Mas repare que estamos dialogando sobre militantes, pessoas envolvidas com debates sobre política nacional, jogo eleitoral e afins. Até que um rapaz questiona, em um dos encontros, “como explicar o trabalhismo brasileiro para as pessoas lá fora? Tem gente que não vai querer saber isso tudo de conteúdo!”. Eu concordei e afirmei que o conteúdo dessa tese trabalhista é para a militância estudar, ela deve ser a referência em si desse estudo. E complementei com uma provocação, porque não existe Formação Política, entendida enquanto Educação Política, sem desacomodar quem se forma politicamente. Questionei “Qual seu estado e cidade?” e ele respondeu. Outra questão: “E quantos bairros tem na sua cidade?”. Ele disse que não sabia, eram muitos, mas que não sabia. E nisso eu propus a ele a reflexão de que era mais grave ele não saber quantos bairros existiam na sua cidade, tendo todo o fôlego de estar na vida política partidária, do que a população não compreender o conceito de “usura social” no trabalhismo brasileiro. E é disso que temos dialogado frequentemente. Um partido político que se diga popular e seus militantes desconhecem onde esses sujeitos e sujeitas populares vivem, é um ponto a ser superado no atual cenário político brasileiro.


Não existe uma resposta teórica fundamentada, em autores brasileiros ou não, a respeito da participação popular nos partidos políticos. Há, sim, uma resposta existencial. As militâncias representam a ideologia partidária, que segundo Pasqualini, é a alma dos partidos políticos.


Não há como conceber vínculos populares sem sequer conhecer a estrutura da sua cidade, bairros, vilas, becos e favelas.
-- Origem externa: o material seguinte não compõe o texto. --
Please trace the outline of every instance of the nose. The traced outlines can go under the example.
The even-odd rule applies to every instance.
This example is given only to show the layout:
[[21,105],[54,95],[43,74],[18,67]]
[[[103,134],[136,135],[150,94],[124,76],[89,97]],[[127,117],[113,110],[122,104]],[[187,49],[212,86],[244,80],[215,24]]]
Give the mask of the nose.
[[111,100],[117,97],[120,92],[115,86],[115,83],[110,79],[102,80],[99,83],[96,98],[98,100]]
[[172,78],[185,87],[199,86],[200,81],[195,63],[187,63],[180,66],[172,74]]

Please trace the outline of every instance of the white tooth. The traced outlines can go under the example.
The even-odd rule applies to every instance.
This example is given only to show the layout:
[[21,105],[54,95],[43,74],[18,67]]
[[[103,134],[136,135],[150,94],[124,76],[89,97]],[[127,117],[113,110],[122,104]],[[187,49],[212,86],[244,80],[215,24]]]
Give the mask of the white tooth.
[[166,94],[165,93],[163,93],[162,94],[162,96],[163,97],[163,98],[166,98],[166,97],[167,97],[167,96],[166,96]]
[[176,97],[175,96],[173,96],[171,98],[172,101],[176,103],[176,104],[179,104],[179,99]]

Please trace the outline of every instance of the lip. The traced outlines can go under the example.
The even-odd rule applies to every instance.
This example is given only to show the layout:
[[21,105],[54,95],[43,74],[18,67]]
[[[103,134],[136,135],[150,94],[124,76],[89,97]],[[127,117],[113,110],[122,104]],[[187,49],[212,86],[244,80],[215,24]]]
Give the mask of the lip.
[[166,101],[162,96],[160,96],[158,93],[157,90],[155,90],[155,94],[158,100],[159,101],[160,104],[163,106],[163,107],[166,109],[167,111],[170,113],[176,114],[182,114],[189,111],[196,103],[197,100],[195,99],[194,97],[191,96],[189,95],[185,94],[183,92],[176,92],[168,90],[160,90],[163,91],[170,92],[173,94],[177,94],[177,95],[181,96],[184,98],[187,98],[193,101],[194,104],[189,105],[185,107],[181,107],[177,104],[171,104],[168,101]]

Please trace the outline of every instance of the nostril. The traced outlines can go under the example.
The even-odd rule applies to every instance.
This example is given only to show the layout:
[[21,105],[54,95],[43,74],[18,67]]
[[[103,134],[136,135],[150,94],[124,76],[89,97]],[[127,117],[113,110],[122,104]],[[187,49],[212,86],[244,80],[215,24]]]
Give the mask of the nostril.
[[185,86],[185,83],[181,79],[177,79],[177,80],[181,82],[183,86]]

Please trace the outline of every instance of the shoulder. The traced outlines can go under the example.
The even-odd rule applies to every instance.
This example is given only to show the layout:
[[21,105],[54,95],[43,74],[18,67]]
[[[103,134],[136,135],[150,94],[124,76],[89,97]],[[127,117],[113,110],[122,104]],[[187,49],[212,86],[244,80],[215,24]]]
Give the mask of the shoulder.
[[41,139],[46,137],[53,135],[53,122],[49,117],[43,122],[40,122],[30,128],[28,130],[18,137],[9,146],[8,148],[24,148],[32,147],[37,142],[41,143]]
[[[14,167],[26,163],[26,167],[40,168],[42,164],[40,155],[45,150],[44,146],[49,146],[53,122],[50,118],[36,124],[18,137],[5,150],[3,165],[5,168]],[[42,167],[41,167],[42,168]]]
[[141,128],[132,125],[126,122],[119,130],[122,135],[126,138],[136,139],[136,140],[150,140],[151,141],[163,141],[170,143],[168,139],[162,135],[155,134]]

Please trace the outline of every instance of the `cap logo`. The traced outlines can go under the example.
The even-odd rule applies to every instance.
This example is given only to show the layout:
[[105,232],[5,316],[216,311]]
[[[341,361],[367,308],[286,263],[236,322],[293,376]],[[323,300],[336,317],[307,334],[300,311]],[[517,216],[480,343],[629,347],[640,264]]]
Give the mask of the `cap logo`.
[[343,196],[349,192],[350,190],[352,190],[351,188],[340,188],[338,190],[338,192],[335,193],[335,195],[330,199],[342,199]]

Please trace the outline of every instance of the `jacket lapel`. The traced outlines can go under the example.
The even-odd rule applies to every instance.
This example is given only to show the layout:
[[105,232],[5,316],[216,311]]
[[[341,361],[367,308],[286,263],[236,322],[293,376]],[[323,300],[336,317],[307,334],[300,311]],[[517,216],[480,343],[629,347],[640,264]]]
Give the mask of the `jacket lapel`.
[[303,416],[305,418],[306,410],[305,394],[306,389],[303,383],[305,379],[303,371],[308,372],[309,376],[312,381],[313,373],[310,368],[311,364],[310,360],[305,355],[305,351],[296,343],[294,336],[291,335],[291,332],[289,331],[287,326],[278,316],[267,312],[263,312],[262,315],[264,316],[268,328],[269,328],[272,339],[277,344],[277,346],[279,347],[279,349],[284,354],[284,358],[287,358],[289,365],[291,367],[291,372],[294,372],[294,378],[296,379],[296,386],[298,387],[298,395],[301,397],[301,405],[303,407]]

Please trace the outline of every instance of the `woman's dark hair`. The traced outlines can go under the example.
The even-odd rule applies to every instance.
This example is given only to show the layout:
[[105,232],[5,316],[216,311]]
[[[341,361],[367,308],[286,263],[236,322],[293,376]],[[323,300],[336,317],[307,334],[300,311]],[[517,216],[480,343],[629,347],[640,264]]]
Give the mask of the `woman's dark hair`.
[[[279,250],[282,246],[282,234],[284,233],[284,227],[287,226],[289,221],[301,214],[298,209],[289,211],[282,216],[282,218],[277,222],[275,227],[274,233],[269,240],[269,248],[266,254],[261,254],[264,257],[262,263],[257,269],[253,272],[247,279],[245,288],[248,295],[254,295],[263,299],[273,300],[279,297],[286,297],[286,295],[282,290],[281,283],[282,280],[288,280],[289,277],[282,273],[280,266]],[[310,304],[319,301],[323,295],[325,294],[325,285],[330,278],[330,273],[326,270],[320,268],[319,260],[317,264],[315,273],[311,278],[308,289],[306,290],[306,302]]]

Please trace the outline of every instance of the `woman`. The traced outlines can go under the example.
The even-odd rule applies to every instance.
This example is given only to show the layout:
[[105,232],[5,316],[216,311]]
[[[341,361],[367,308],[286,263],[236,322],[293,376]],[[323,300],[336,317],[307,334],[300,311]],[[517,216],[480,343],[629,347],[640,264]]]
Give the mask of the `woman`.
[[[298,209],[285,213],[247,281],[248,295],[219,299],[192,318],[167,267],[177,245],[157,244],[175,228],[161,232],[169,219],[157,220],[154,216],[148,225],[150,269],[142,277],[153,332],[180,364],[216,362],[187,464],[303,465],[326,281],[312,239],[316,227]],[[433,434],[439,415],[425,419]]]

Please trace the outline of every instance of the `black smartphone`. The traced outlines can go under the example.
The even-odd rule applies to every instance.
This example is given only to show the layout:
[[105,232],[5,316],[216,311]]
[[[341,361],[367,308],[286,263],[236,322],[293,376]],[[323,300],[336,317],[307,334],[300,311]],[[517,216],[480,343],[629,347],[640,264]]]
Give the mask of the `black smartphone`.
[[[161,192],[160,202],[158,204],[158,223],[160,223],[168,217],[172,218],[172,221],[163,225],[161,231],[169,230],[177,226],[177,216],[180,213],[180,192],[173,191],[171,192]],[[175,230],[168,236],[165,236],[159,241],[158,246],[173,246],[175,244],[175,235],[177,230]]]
Nessa composição desafiadora, a inteligência, o sentimento e o ideal devem estar em uníssono equilíbrio, para que o peso da balança não se altere e a qualidade do conteúdo doutrinário de um Partido Político não seja modificada pela forma com que a militância se relaciona com o povo, ou com a forma com que a militância não se relaciona com o povo. Em um partido popular, a sua tese partidária deve ser vivenciada com e pelo o povo, caso contrário o adjetivo popular estará somente no texto.


Mas se é correto usar o termo “Curso” ou não, isso é irrelevante. Sinceramente. Mas provoquei a reflexão no início do texto, pois não teria sentido eu escrever para somente as vontades acomodarem-se nas poltronas e continuarem na bolha do passarinho azul. Afirmo que se há um curso é o das águas, a que uma formação política viva de existência histórica e sentido popular fará passarmos por grandes tempestades no oceano da vida brasileira e latino-americana, mas igualmente tempos de alguma bonança, sendo necessário jamais descuidar do que se move nas profundezas desse oceano.